Banks take European share prices lower
* FTSEurofirst 300 down 0.4 pct, hits 2-month low
* Tensions rise ahead of U.S. fiscal cliff talks
* Despite headwinds, risks seen on the upside
By Blaise Robinson
PARIS, Nov 16 (Reuters) - European share indexes surrendered early gains on Friday morning as the persistent worries about the euro zone debt crisis and U.S. budget negotiations rattled investors, with banking stocks featuring among the top fallers.
Commerzbank was down 2.9 percent, Natixis down 2 percent and Mediobanca down 1.5 percent, contributing to a 0.4 percent fall in the FTSEurofirst 300 index of top European shares to 1,074.14 points.

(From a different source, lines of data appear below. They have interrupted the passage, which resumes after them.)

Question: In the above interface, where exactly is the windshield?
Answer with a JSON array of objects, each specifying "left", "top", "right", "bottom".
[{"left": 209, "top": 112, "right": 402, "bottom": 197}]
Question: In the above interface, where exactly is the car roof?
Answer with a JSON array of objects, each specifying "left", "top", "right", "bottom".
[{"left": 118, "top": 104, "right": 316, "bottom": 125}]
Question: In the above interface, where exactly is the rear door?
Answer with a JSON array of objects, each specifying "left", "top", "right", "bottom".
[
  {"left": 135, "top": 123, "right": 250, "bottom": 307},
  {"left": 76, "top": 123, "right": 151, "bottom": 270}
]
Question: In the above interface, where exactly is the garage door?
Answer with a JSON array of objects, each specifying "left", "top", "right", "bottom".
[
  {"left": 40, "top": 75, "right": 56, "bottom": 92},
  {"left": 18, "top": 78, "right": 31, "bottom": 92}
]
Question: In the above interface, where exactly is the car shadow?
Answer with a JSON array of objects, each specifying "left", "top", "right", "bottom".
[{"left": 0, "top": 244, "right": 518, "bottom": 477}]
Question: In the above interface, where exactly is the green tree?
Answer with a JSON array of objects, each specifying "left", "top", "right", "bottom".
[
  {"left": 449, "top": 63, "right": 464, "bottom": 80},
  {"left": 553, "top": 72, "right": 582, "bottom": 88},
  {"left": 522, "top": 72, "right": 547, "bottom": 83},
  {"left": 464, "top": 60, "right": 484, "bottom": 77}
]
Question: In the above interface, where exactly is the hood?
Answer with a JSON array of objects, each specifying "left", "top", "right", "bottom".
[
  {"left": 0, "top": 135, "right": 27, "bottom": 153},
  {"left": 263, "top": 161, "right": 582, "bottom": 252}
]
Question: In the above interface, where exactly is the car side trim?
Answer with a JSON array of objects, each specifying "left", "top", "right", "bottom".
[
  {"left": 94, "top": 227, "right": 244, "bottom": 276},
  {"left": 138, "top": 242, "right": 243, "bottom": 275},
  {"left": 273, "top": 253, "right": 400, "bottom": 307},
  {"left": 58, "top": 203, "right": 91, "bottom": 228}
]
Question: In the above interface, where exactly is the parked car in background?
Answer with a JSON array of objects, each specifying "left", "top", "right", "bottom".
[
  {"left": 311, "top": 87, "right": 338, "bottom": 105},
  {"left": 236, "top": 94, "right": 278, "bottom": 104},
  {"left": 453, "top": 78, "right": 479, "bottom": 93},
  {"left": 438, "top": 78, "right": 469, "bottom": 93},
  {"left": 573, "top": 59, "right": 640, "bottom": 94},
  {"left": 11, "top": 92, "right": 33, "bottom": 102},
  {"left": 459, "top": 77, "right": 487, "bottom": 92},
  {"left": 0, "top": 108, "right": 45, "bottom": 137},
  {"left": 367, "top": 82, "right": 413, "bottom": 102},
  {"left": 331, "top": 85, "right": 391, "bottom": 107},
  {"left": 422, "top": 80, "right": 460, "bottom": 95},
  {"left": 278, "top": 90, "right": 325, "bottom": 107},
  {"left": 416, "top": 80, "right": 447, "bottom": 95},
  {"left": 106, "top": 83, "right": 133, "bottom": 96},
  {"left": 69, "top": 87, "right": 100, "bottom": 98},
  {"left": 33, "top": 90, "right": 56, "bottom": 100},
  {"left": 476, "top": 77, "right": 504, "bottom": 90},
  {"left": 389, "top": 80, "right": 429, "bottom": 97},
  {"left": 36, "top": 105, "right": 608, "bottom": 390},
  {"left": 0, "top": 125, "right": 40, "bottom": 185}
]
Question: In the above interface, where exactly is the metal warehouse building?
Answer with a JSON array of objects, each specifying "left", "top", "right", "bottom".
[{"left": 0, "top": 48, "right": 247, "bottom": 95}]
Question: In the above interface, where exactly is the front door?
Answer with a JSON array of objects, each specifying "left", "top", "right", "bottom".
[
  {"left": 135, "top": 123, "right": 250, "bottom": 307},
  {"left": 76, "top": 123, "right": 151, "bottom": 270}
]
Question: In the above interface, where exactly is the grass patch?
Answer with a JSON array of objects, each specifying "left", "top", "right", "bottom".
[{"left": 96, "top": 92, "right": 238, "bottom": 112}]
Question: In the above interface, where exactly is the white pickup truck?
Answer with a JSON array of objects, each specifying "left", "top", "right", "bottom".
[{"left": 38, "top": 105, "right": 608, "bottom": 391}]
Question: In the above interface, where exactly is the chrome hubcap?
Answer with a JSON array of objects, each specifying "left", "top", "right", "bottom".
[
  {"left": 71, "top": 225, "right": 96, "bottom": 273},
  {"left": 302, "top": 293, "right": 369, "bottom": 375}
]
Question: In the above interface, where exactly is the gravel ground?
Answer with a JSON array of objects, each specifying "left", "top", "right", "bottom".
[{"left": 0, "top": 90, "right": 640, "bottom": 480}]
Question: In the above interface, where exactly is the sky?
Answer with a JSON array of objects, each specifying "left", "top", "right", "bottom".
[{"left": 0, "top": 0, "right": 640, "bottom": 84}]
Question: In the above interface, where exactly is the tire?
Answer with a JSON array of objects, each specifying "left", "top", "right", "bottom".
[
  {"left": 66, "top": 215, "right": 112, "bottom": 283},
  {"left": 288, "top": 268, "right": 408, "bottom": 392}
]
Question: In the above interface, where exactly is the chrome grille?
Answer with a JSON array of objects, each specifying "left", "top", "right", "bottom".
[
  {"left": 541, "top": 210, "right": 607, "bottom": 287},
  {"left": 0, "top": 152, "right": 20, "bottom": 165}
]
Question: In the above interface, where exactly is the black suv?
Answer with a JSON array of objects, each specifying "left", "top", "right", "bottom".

The index, which hit a two-month low on Friday, is on track to post a weekly loss of 2 percent, its worst weekly performance since late September.
Investors continue to fret about how the U.S. government will avoid stepping off the $600 billion 'fiscal cliff' of spending cuts and tax rises which automatically kick in in the new year without a political agreement on setting the budget. President Barack Obama and congressional leaders are set to hold talks later on Friday.
Investors fear that a deadlock in negotiations would automatically trigger the spending cuts and tax hikes, which could drag the U.S. economy back into recession.
But the despite the market's slide this week, many fund managers remain positive on the longer term outlook for equities.
"We're waiting for a few triggers: a deal to avoid the fiscal cliff which should come before Dec. 14, Spain's bailout request, and a new tranche of aid for Greece before the end of the month," Barclays France director Franklin Pichard said.
"The downside potential is limited on the market. We're just waiting a bit before turning more aggressive," he said.
Greece was in focus again on Friday, with brewing concerns over the country's debt sustainability and a row between euro zone governments and the IMF over how to make Greece's huge debt manageable, blocking the release of 31 billion euros in loans that the country needs to stay afloat.
David Thebault, head of quantitative sales trading, at Global Equities, said investors should start looking beyond the current headwinds, and buy stocks with a horizon of at least six months.
"I think it's time to scoop up stocks ... although with some put spreads to protect the portfolio in case of a 5 percent dip before the end of the year," he said.
Around Europe, UK's FTSE 100 index was down 0.5 percent, Germany's DAX index down 0.8 percent, and France's CAC 40 down 0.5 percent.
Tech stocks bucked the trend, with SAP gaining 1 percent. The company's co-CEO said on Friday the group is ahead of its plan to reach more than 20 billion euros in sales by 2015.